BOSTON -- Mark Reynolds, who snapped his 76 at-bat homerless drought in Friday night's 6-4, 13-inning win over the Red Sox, was rounding the bases at Fenway Park when he noticed the Orioles' dugout was eerily quiet. In fact, his teammates had barely moved from the bench, playfully deciding to give Reynolds the snub after his third-inning homer off Jon Lester gave Reynolds his long-awaited first homer of the year.

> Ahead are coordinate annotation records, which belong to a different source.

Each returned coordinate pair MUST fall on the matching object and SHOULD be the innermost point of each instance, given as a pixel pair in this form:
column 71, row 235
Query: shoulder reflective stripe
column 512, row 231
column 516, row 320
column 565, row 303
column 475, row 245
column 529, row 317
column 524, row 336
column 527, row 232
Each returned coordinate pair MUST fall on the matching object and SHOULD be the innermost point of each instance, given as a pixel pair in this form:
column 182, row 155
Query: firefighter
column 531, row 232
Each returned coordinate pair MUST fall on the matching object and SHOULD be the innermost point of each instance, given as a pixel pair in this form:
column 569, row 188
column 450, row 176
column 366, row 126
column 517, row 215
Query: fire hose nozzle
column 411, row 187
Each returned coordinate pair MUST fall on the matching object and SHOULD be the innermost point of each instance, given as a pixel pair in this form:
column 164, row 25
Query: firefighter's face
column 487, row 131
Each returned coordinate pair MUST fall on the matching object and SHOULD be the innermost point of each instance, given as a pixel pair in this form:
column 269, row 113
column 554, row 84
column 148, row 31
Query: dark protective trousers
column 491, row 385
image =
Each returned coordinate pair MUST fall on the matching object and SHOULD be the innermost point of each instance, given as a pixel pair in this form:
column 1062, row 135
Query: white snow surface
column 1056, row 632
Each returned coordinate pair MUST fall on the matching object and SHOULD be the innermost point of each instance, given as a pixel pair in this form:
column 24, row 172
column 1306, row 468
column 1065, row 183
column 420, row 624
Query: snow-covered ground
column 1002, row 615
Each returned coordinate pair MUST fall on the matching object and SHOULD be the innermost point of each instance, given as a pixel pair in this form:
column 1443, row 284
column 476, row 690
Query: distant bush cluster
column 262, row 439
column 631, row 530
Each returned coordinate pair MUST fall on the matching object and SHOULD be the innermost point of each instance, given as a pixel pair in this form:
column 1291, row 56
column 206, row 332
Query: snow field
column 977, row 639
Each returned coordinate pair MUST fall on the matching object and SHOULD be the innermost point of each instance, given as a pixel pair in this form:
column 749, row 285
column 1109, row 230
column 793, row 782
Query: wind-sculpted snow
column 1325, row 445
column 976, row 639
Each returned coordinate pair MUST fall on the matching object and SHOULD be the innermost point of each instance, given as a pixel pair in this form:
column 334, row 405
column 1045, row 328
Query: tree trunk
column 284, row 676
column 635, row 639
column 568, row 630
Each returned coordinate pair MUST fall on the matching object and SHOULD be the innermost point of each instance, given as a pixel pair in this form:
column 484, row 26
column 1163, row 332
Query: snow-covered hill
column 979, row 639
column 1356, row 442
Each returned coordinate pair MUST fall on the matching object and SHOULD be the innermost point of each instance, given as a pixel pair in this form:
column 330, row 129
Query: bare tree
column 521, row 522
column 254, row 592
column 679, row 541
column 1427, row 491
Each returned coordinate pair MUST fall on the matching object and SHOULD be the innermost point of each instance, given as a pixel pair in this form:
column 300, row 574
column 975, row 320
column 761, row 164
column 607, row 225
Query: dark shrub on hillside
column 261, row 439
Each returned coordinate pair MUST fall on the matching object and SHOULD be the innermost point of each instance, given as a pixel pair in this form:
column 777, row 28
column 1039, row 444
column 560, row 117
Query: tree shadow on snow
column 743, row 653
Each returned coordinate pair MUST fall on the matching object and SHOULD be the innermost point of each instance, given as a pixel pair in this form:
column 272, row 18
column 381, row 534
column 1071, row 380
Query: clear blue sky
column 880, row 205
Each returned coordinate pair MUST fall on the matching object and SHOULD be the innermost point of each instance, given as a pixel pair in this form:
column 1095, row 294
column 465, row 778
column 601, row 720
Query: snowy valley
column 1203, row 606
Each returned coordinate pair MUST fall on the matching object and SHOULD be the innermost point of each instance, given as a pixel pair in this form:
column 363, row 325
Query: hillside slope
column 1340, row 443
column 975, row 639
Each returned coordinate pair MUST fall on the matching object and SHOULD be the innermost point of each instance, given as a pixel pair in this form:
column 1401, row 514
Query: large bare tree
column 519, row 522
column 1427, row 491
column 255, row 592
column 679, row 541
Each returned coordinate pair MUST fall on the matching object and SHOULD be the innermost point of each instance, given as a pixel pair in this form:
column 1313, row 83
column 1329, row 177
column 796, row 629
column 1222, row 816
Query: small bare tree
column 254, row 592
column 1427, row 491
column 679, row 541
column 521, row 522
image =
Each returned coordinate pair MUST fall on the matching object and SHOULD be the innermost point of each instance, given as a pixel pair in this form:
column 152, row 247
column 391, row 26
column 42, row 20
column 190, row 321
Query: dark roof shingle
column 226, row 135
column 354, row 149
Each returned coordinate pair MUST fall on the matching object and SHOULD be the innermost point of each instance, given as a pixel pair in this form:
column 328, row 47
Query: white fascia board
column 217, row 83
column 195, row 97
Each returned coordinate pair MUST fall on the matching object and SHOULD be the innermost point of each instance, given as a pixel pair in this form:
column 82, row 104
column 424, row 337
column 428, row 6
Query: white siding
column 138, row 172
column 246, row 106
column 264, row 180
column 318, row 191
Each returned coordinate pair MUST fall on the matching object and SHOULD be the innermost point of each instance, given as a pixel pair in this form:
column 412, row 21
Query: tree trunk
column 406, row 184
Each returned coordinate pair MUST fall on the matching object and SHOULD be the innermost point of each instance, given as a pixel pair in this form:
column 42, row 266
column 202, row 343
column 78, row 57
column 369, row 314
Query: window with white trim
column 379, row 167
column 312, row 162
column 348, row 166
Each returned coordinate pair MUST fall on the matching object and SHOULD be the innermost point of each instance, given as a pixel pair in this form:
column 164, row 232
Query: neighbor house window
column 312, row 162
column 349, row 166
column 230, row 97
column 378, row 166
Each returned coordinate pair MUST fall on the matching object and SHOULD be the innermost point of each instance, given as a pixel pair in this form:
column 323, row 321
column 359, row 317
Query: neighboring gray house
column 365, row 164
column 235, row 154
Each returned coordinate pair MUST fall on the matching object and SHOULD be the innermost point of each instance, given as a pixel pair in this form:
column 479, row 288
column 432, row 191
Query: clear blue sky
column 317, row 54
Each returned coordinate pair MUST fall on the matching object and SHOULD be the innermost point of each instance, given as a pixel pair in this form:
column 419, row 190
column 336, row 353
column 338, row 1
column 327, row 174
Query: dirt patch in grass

The sentiment is a familiar one for the Orioles, who are both having fun and winning -- two unexpected byproducts of some solid starting pitching and a bullpen ERA that was tops in the Majors entering Saturday. Now the O's hope to get their offense going, or more specifically Reynolds, who has struggled mightily in the first month of the season and went without a home run in April for the first time in his career.

"I got the silent treatment from the dugout, which was expected," said Reynolds -- who went 2-for-4 with two RBIs, a walk and a homer -- of his reception, which prompted him to run into the tunnel and accidentally spurn manager Buck Showalter's outstretched hand. "But, it's good to kind of get that first one. Now I can just relax and play."

Reynolds did just that, clobbering reliever Clayton Mortensen's sixth pitch over the Green Monster for a three-run shot in his second at-bat Saturday afternoon, capping off a seven-run third inning in an 8-2 win over the Red Sox. Reynolds, who also doubled, went 2-for-4 and has four homers in his last three games at Fenway Park dating back to last season.

"Mark's starting to swing it like we know he can," Showalter said after the win. "That three-run homer really gave us some breathing room there."

Hardy dazzles O's, shocks Red Sox with gem

BOSTON -- Largely lost in the shuffle of Friday's 6-4, 13-inning win over the Red Sox was the fantastic double play turned by Orioles shortstop J.J. Hardy.

With the score tied at 4 and O's reliever Pedro Strop on for his second inning, Boston's Cody Ross smoked a ball toward center field on which Hardy made a lunging grab. Still on his knees, Hardy fired the ball back to first baseman Chris Davis to double up David Ortiz and clear the bases.

"For me, that's the game," Ross said of Hardy's play. "David goes first to third right there, and I don't know if it possibly could've been a double if it's in the gap. J.J. made a great play and got out of a jam right there. Tough loss."

For the Orioles, it was a win-win -- a game-changer that helped force extra innings and give the bats a chance to work.

"The play by J.J., you just shake your head," Orioles manager Buck Showalter said. "You don't get [O's infielder] Brian Roberts to say 'Wow' much, but that was 'Wow.'"

Coming off a year in which he hit .269, with a career-high 30 homers and tying a career high with 80 RBIs, Hardy has struggled offensively to start the 2012 season, entering Saturday's game batting .194 with four homers and eight RBIs.

"He's a difference-maker," Showalter said. "J.J. is going to contribute in some form or factor [every day]. It might not even be on the field, it might be in the clubhouse. He's a winning player."


• On the heels of Friday night's news that the Orioles are close to bringing back Miguel Tejada, the veteran infielder will report to extended spring camp in Sarasota, Fla., for a physical Monday and will work out before the two sides officially agree on a deal. Showalter said the first step for Tejada is obviously to pass the physical and didn't comment much further, saying he pays more attention to the active team.

• Down in extended spring camp, Zach Britton (left shoulder impingement) threw 47 pitches in a three-inning simulated game, and he remains on track to throw his first game in extended spring on Thursday. Catcher Taylor Teagarden (back) also reported "feeling better" the last two days.

• Luis Exposito made his Major League debut as a defensive replacement at catcher in the 12th inning of Friday's game.

• Boston scratched Will Middlebrooks, who was dealing with a tight hamstring, from Saturday's lineup.